|
Ventilation during anesthesia was managed without specialized airway devices for more than 50 years after Morton's discovery, and a survey of anesthetic complications during this era attests to the relative safety of inhalation techniques in the spontaneously breathing patient (see Chapter 42 and Chapter 78 ). Deaths occurred during this era, and in some reports the anesthetic death rate was alarmingly high, but an obstructed airway was rarely mentioned as the primary cause of death. Friedrich von Esmarch[394] described the jaw thrust ( Fig. 1-17 ) as a lifesaving maneuver in some cases of airway obstruction that resulted from chloroform or asphyxia:
Press the lower jaw forwards with both hands by placing the forefingers behind the ascending ramus ... by this movement the hyoid bone and root of the tongue, and the epiglottis are drawn forwards, and the entrance to the larynx is thus freed from obstruction.
Figure 1-17
Illustration in a treatise by Von Esmarch[394]
shows the technique of maintaining an open airway in an unconscious patient. (From
Von Esmarch F: Handbuch der kriegschirurgischen Technik. Hanover, Carl Rumpler,
1877.)
In 1874, the same maneuver had been previously described, but not popularized, by J. Heiberg,[395] a Norwegian surgeon.
Various problems with the Morton inhaler in the United States led to abandonment of inhalers in favor of a simple towel or sponge saturated with ether. In 1850, John Warren,[396] in his address to the American Medical Association, described his preferred technique for ether administration at the Massachusetts General Hospital: (1) no oral intake for at least 3 hours before surgery, (2) a horizontal position for induction, (3) bleeding the patient before surgery for bloodless operations, (4) pulse and respiration watched carefully by an assistant to the anesthetist, (5) ether applied with a large sponge soaked with ether, and (6) avoidance of cautery.
Several wire-frame masks were devised to replace the sponge or folded towel. The popular mask devised by Curl Schimmelbusch (1860–1895) had a trough-shaped rim to prevent liquid chloroform or ether from dropping onto the patient's face. Friederich von Esmarch[394] used a wire mask with a clip that enabled it to be strapped to the patient. The advantages of these masks were low cost, simplicity, and portability. Disadvantages included delivery of vapor throughout the operating room, cooling of the patient, and waste of anesthetic agent.
The development of the modern facemask originated with Francis Sibson[397] [398] (1814–1876), who devised a mask made of pliable tinned iron and covered with glove leather. The mask covered the mouth and nose and therefore eliminated the need for noseclips. Snow quickly recognized the superiority of the Sibson mask and incorporated it into his practice.

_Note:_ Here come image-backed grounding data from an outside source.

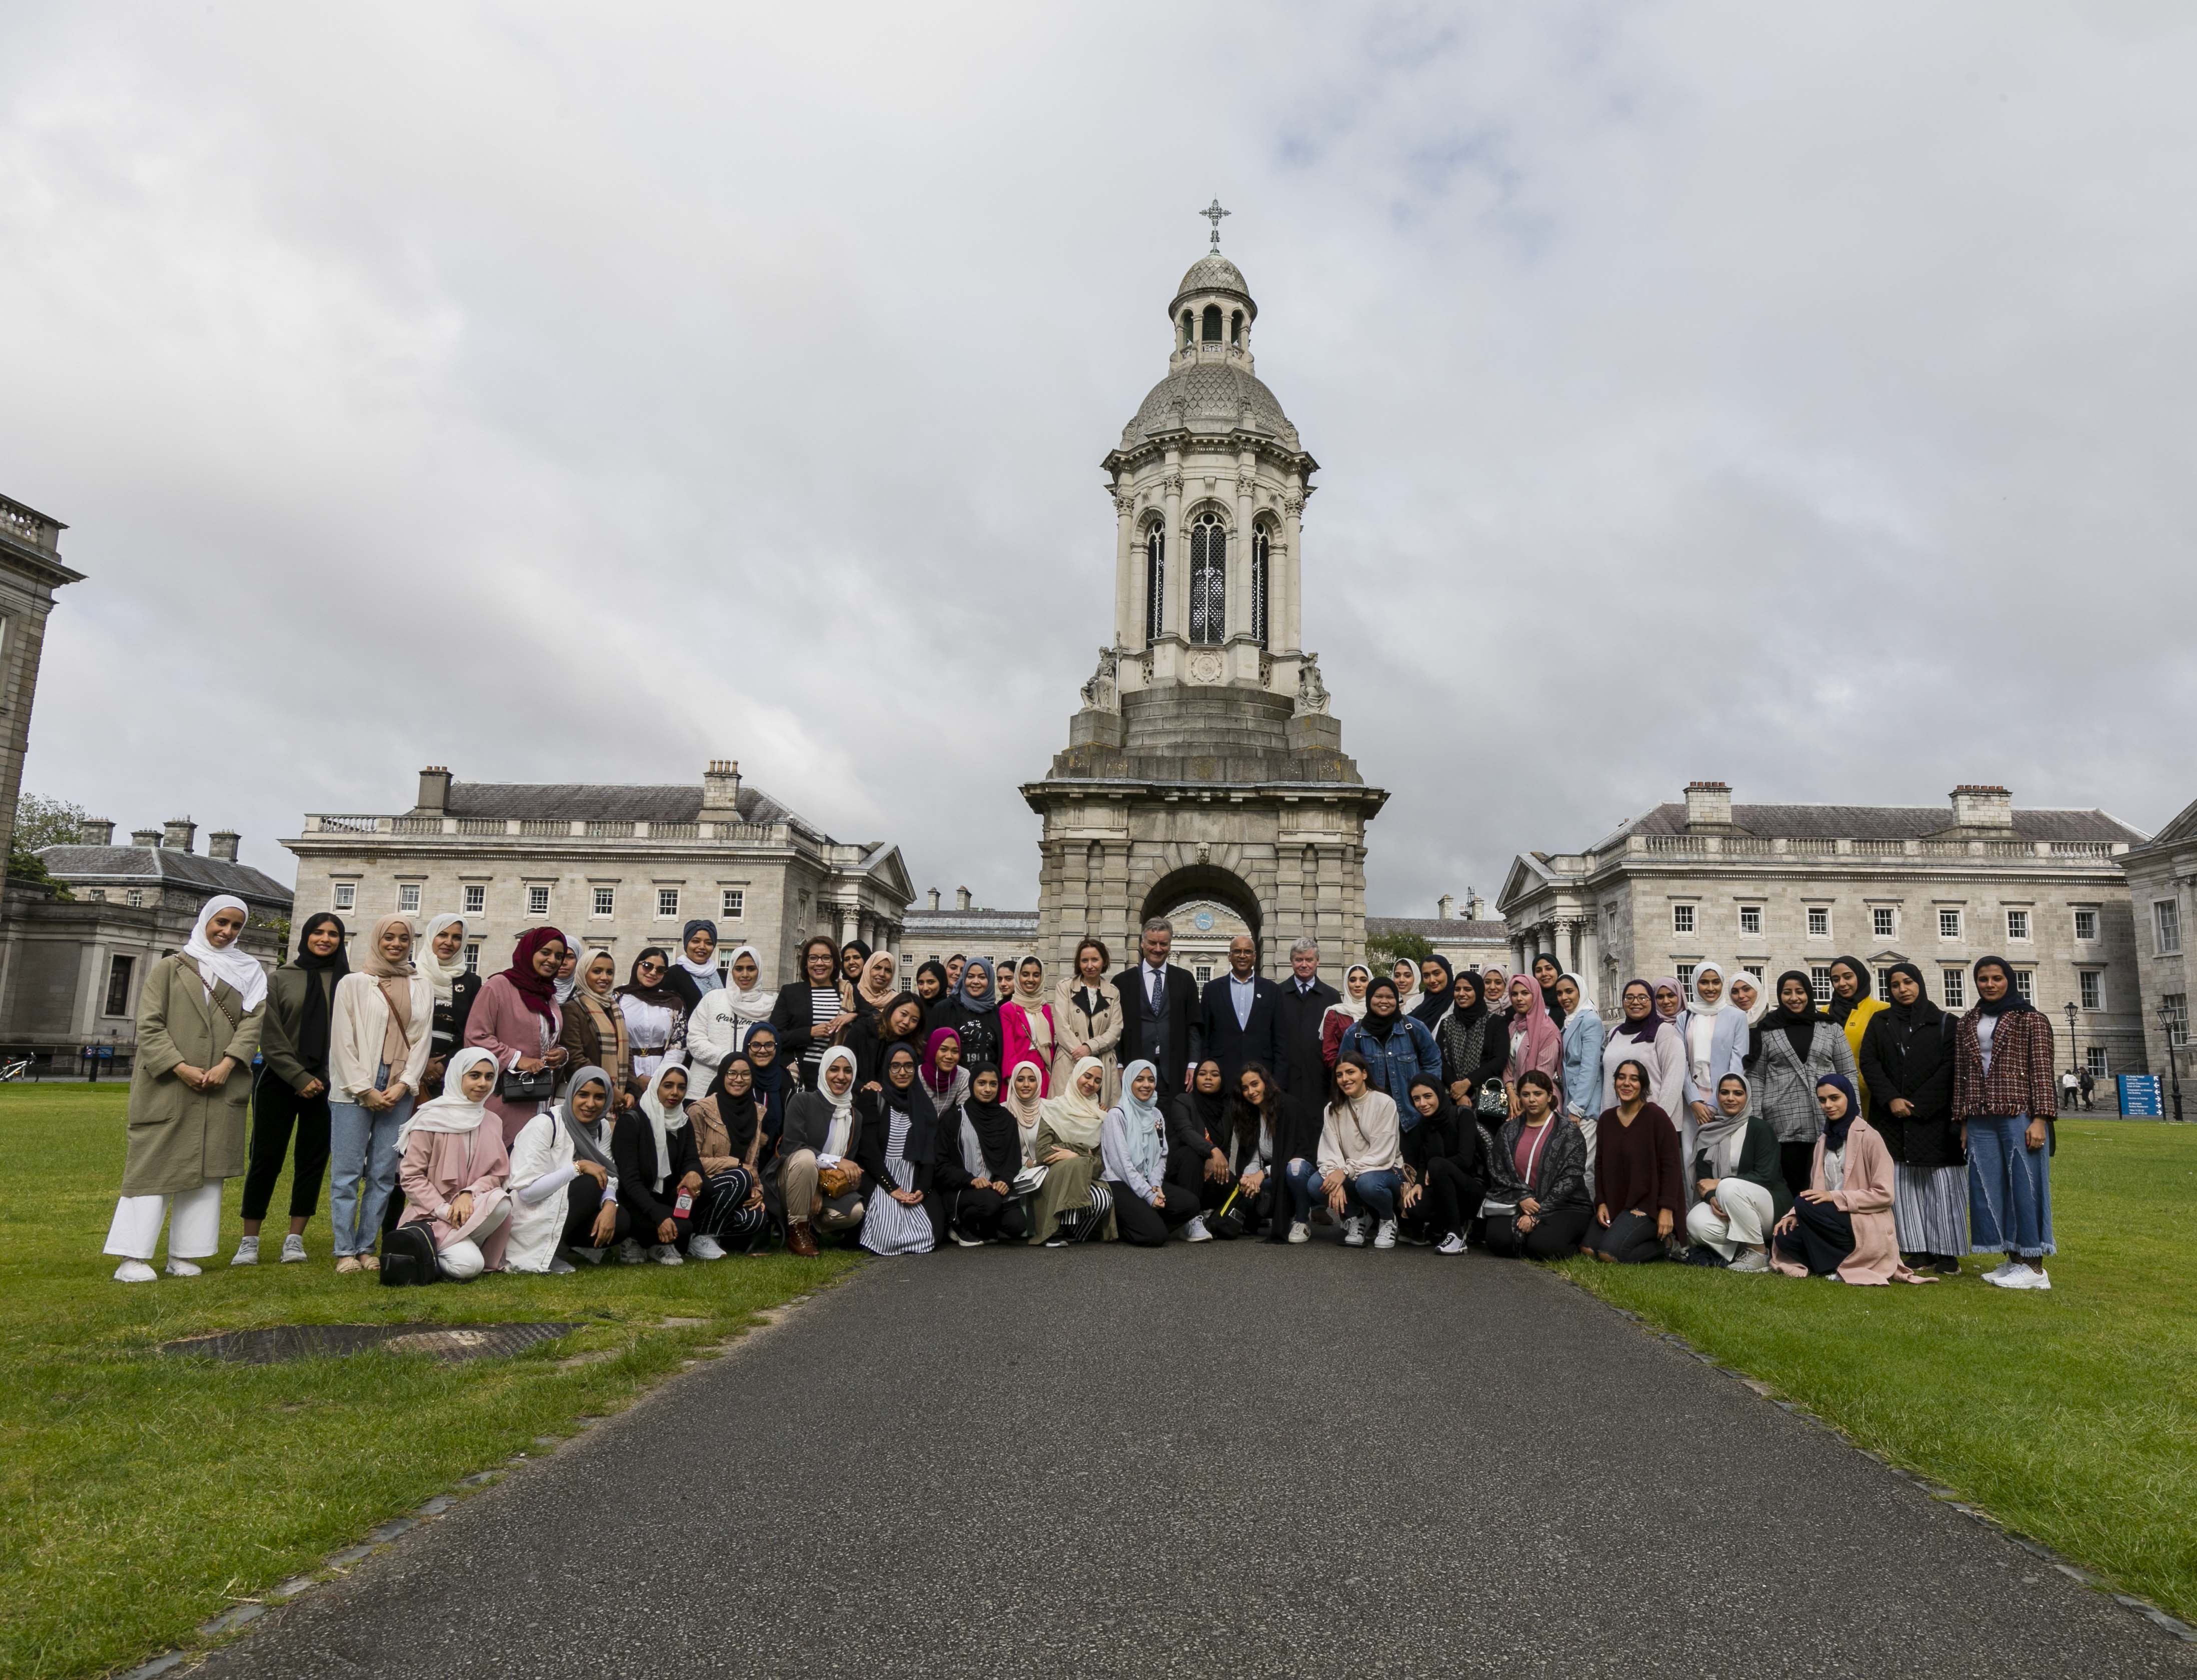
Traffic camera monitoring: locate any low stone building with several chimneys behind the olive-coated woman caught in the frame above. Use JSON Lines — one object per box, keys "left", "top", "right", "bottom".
{"left": 0, "top": 817, "right": 290, "bottom": 1063}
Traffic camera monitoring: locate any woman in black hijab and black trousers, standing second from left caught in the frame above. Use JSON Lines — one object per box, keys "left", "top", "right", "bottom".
{"left": 231, "top": 909, "right": 352, "bottom": 1265}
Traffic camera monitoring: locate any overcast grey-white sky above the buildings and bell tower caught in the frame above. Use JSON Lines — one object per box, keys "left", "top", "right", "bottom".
{"left": 0, "top": 0, "right": 2197, "bottom": 914}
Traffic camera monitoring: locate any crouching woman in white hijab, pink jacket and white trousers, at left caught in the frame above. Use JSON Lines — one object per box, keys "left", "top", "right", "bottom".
{"left": 398, "top": 1050, "right": 512, "bottom": 1282}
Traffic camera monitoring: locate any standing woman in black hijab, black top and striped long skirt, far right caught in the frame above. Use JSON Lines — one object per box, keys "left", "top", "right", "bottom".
{"left": 1856, "top": 962, "right": 1968, "bottom": 1276}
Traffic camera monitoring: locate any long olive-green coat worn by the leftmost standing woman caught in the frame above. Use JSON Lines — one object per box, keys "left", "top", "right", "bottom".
{"left": 123, "top": 956, "right": 266, "bottom": 1197}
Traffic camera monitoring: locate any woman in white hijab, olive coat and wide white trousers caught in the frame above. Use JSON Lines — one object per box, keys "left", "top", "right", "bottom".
{"left": 108, "top": 894, "right": 268, "bottom": 1282}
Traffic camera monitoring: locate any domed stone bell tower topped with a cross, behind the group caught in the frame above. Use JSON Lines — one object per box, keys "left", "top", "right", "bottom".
{"left": 1022, "top": 200, "right": 1388, "bottom": 978}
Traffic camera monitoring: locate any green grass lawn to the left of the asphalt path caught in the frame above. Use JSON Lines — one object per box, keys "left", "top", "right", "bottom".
{"left": 0, "top": 1085, "right": 852, "bottom": 1676}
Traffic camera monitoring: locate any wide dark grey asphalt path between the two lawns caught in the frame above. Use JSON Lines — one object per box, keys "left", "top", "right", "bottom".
{"left": 205, "top": 1241, "right": 2197, "bottom": 1680}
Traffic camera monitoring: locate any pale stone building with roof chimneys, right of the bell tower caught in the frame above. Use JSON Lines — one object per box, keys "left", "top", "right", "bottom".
{"left": 1496, "top": 782, "right": 2146, "bottom": 1076}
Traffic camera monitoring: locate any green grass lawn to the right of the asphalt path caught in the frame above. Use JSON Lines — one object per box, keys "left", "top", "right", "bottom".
{"left": 1564, "top": 1118, "right": 2197, "bottom": 1620}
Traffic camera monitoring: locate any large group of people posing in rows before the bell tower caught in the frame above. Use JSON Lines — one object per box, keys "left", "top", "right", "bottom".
{"left": 108, "top": 896, "right": 2056, "bottom": 1289}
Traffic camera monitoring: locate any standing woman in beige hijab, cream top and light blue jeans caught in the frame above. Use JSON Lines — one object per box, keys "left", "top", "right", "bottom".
{"left": 328, "top": 916, "right": 435, "bottom": 1272}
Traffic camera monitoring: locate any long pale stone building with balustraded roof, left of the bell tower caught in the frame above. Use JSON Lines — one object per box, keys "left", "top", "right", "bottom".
{"left": 284, "top": 760, "right": 914, "bottom": 986}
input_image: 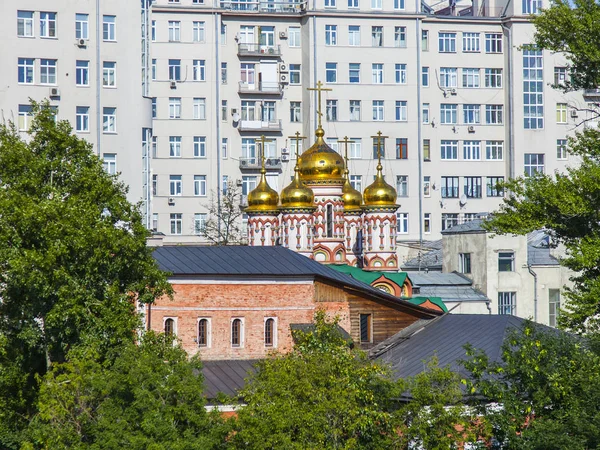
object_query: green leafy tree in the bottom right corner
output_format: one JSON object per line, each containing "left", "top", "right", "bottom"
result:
{"left": 465, "top": 323, "right": 600, "bottom": 450}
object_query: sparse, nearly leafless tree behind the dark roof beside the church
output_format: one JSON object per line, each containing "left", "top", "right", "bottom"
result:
{"left": 202, "top": 182, "right": 247, "bottom": 245}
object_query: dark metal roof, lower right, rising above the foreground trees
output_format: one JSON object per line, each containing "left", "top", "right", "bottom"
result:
{"left": 369, "top": 314, "right": 525, "bottom": 378}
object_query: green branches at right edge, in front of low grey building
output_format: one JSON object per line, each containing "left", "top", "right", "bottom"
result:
{"left": 485, "top": 129, "right": 600, "bottom": 332}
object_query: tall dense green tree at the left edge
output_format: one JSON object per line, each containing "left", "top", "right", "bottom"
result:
{"left": 0, "top": 103, "right": 171, "bottom": 448}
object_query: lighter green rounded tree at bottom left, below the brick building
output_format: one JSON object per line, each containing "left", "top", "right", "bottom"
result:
{"left": 28, "top": 332, "right": 224, "bottom": 450}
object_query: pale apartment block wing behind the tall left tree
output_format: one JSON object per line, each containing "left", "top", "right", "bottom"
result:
{"left": 0, "top": 0, "right": 152, "bottom": 224}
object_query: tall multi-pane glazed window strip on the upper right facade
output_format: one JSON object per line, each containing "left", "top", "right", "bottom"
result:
{"left": 523, "top": 47, "right": 544, "bottom": 130}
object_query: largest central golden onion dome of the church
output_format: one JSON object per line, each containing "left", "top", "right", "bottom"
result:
{"left": 299, "top": 126, "right": 345, "bottom": 183}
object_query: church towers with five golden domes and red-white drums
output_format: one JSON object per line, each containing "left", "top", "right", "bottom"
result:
{"left": 245, "top": 82, "right": 399, "bottom": 272}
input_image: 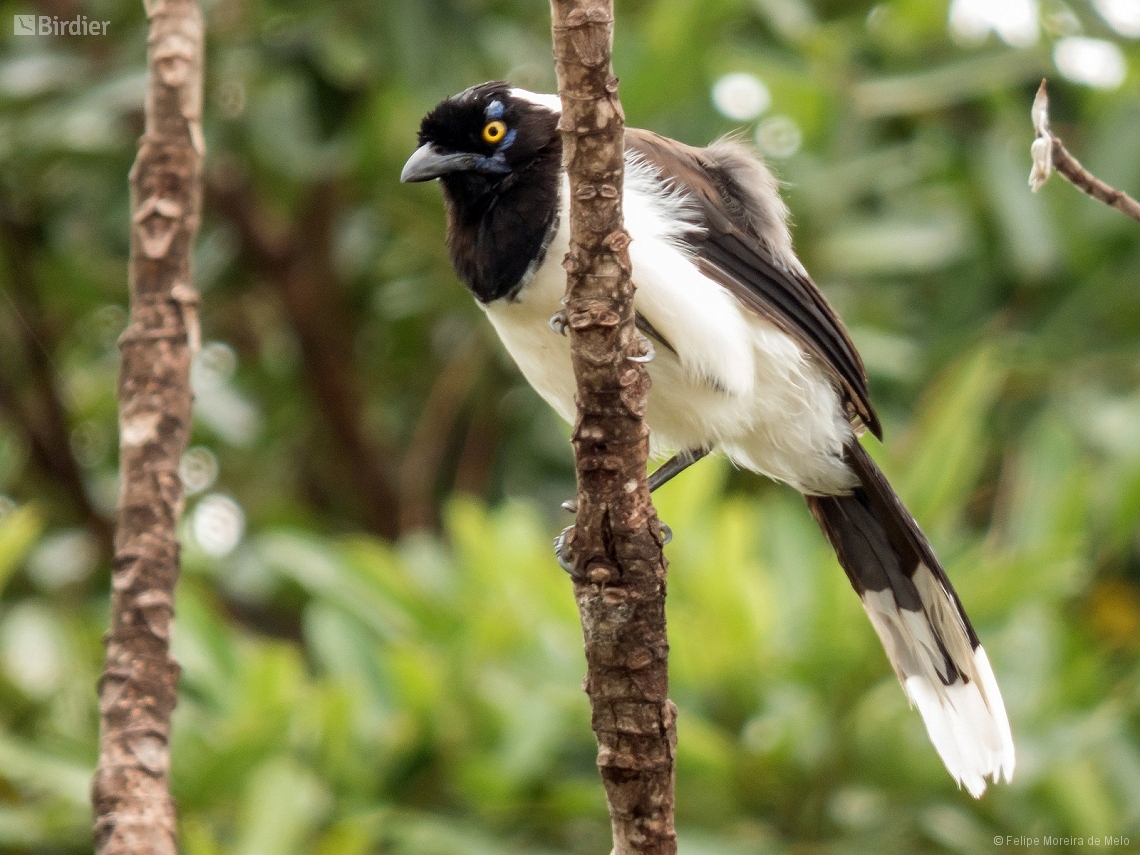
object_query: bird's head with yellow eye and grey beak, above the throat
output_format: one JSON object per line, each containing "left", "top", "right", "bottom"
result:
{"left": 400, "top": 82, "right": 561, "bottom": 201}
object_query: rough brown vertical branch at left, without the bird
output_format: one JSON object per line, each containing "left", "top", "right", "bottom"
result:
{"left": 92, "top": 0, "right": 204, "bottom": 855}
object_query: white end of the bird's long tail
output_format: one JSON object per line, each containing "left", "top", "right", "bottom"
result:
{"left": 862, "top": 565, "right": 1015, "bottom": 798}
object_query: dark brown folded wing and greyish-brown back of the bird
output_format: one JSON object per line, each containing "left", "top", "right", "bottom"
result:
{"left": 626, "top": 128, "right": 882, "bottom": 439}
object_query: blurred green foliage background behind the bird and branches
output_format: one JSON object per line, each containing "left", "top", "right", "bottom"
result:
{"left": 0, "top": 0, "right": 1140, "bottom": 855}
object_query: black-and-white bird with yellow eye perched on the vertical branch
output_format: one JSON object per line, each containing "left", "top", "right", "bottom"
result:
{"left": 400, "top": 81, "right": 1015, "bottom": 798}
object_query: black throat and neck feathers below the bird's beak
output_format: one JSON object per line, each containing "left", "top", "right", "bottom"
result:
{"left": 441, "top": 135, "right": 562, "bottom": 303}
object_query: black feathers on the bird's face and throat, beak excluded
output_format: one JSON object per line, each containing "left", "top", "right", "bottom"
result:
{"left": 420, "top": 82, "right": 562, "bottom": 303}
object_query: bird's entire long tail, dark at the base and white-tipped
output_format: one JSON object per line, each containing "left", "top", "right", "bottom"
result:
{"left": 806, "top": 441, "right": 1013, "bottom": 797}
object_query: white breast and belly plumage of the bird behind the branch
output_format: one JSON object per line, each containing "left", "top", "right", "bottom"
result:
{"left": 483, "top": 161, "right": 854, "bottom": 494}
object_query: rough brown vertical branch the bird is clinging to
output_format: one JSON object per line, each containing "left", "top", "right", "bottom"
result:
{"left": 551, "top": 0, "right": 676, "bottom": 855}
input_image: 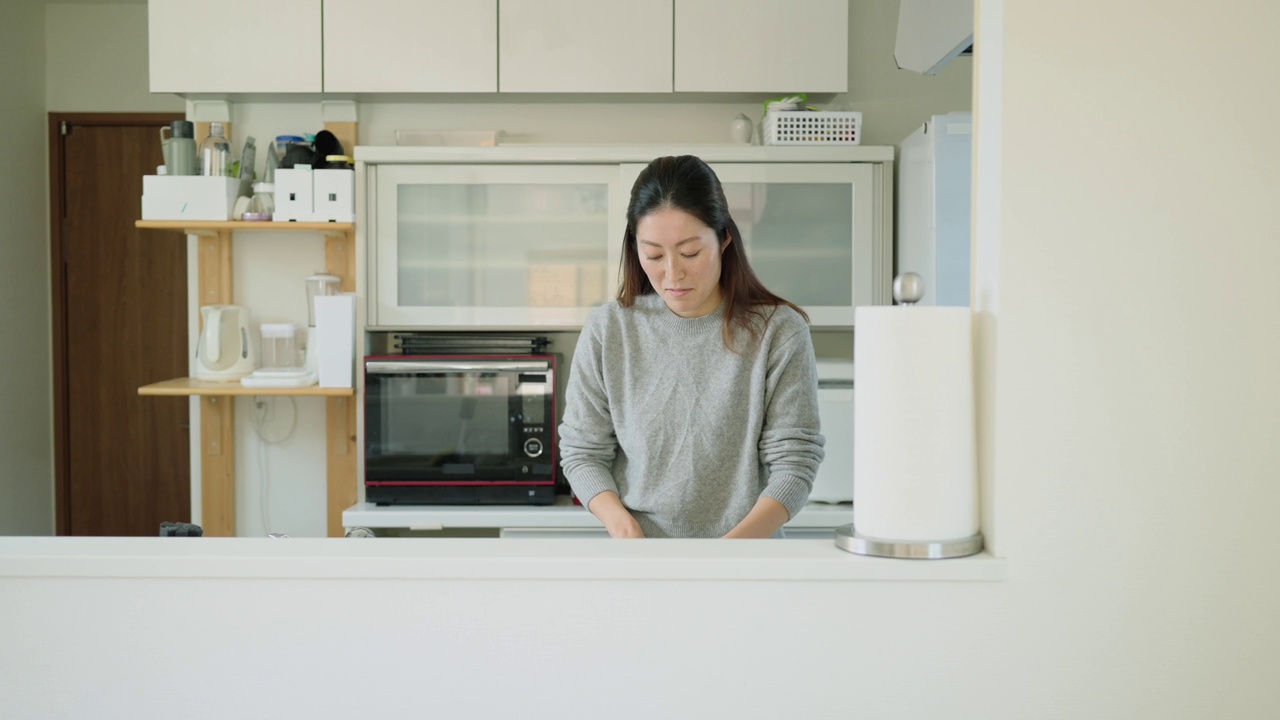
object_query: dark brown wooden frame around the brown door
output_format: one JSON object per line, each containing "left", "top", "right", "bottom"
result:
{"left": 49, "top": 113, "right": 187, "bottom": 536}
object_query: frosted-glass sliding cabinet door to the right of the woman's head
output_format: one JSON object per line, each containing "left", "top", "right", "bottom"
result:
{"left": 622, "top": 163, "right": 888, "bottom": 328}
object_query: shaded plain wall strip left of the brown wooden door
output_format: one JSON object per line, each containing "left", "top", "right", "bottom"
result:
{"left": 0, "top": 3, "right": 54, "bottom": 534}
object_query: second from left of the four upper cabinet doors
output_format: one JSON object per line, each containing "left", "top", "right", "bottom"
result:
{"left": 324, "top": 0, "right": 498, "bottom": 92}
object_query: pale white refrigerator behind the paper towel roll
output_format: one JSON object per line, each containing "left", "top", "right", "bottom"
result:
{"left": 893, "top": 113, "right": 973, "bottom": 306}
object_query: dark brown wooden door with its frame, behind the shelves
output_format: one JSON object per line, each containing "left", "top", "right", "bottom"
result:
{"left": 50, "top": 113, "right": 191, "bottom": 536}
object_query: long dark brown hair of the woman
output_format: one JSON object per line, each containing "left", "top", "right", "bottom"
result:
{"left": 618, "top": 155, "right": 809, "bottom": 350}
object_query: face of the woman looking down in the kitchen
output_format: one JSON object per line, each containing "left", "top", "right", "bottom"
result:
{"left": 636, "top": 208, "right": 723, "bottom": 318}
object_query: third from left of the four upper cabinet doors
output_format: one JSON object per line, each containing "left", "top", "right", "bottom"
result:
{"left": 498, "top": 0, "right": 672, "bottom": 92}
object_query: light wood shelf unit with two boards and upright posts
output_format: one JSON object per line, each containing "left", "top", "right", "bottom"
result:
{"left": 134, "top": 215, "right": 357, "bottom": 537}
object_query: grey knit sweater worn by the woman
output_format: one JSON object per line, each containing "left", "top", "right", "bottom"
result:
{"left": 559, "top": 295, "right": 824, "bottom": 537}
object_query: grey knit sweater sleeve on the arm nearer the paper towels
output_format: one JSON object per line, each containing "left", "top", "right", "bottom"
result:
{"left": 759, "top": 327, "right": 826, "bottom": 518}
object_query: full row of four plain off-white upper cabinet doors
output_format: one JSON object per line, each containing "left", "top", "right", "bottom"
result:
{"left": 147, "top": 0, "right": 849, "bottom": 94}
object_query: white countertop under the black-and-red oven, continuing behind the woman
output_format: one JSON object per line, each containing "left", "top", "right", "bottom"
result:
{"left": 342, "top": 497, "right": 854, "bottom": 530}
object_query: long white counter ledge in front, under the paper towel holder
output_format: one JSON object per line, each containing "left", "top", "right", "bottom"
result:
{"left": 0, "top": 537, "right": 1006, "bottom": 587}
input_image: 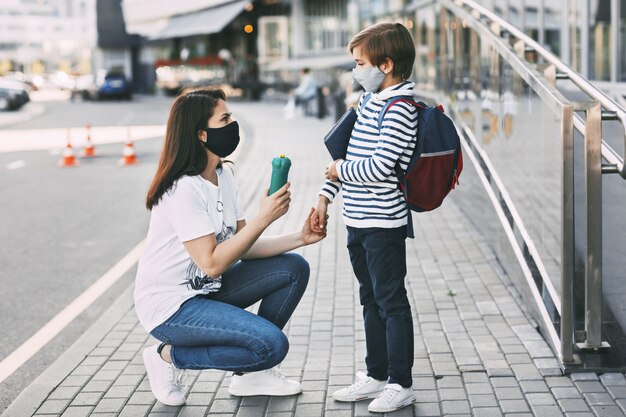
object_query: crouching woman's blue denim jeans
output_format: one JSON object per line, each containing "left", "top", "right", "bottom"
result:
{"left": 151, "top": 253, "right": 309, "bottom": 372}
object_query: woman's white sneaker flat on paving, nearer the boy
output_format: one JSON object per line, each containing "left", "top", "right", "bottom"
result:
{"left": 228, "top": 369, "right": 302, "bottom": 397}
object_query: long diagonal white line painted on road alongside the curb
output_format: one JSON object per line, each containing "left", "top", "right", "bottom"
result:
{"left": 0, "top": 240, "right": 145, "bottom": 383}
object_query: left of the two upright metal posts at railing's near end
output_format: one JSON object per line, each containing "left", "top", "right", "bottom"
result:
{"left": 561, "top": 105, "right": 574, "bottom": 363}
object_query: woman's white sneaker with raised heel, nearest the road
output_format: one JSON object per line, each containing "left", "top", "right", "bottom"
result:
{"left": 143, "top": 345, "right": 185, "bottom": 406}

The first anesthetics were of short duration and rarely required special devices to maintain airway patency. With the increasing complexity and duration of surgical procedures, special devices were fashioned to facilitate an open airway. Frederick Hewitt promoted a simple metal tube that projected through the mouth into the hypopharynx.[399] The commonly used Guedel rubber curved airway was described in 1935.[400] At the same time, cuffs were sometimes used on oral airways,[401] a design that has been resurrected in the form of a modern product, the cuffed oral pharyngeal airway (COPA).